Trail des Marcassins
Ce dimanche 26 Janvier 2025, une délégation de neuf athlètes de notre section loisirs a fièrement représenté le club lors du Trail des Marcassins. Dans une ambiance conviviale mais exigeante, nos coureurs ont affronté les sentiers vallonnés et boueux de cette course emblématique.
Nos athlètes se sont partagés les deux distances (4 pour le 17Km et 5 pour le 27 km).
Sur le 17km, Adèle D. et Anouck G. arrivent à 3 secondes d’intervalles en respectivement 2h19’43” et 2h19’46”. Anders T. est le plus rapide sur le 27 Km bouclant le parcours en 4h00’30”.
Chacun a su relever le défi avec brio, repoussant ses limites et savourant le plaisir du trail. Félicitations à tous pour leur engagement et leurs performances ! Bravo pour cette belle aventure sportive, qui illustre parfaitement les valeurs de notre club : passion, effort et camaraderie.
Ce 26 janvier, c’est d’abord le froid qui saisit en arrivant sur le départ de la course. « Saint-Brice-SOUS-forêt, il va falloir grimper pour l’atteindre la forêt », me glisse Thierry. Et grimper, ça commence par traverser les vergers de pommiers et la gadoue ne se fait pas attendre grâce au labour des chaussures à crampons. Assez vite on comprend que les sangliers qui vont retourner la forêt ce jour-là sont les quelques centaines de coureurs réunis sur le départ du complexe omnisports de la commune.

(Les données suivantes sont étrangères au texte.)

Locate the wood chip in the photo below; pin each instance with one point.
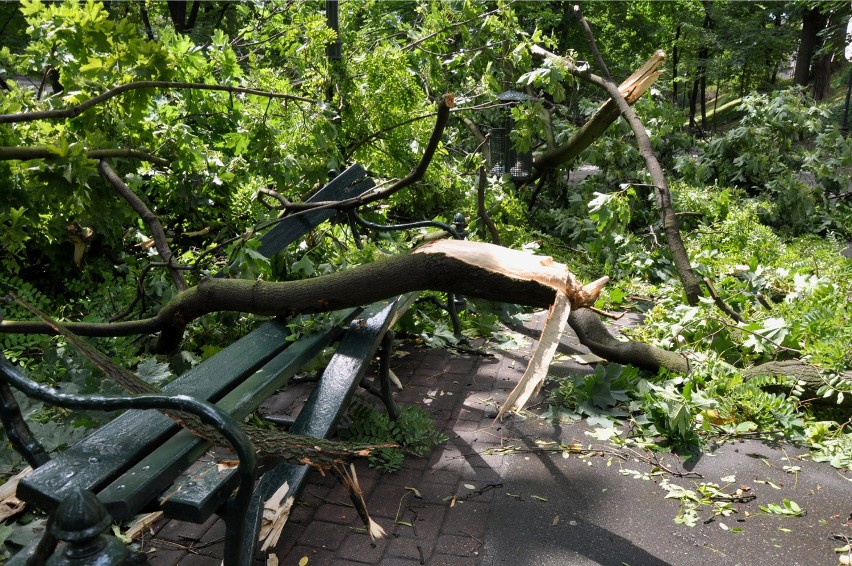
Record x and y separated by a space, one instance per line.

C’est parti pour 27 km de glaise, patinoires, toboggans, piscines (que les bénévoles se réjouissent de nous voir traverser). Les grosses pluies de la veille ont préparé le terrain, et on se surprend à apprécier même les rares passages sur du bitume qui permettent de décoller la 2e semelle de terre qui se forme sous les chaussures.
Au bout de 9 km, le passage des sangliers les plus rapides a déjà perturbé les indications vaillamment mises en place la veille par les bénévoles de la course. Le temps de tourner en rond sur quelques kilomètres, le trail des marcassins se transforme en trail des gens perdus. Entre ceux qui hésitent à rentrer au bercail et ceux qui veulent quand même courir, qu’importe les chances de retrouver le tracé, des petits groupes se forment. Oublié le chrono, il s’agit de se rappeler que malgré le froid, on est là pour parcourir la forêt et ne pas écorner nos projets.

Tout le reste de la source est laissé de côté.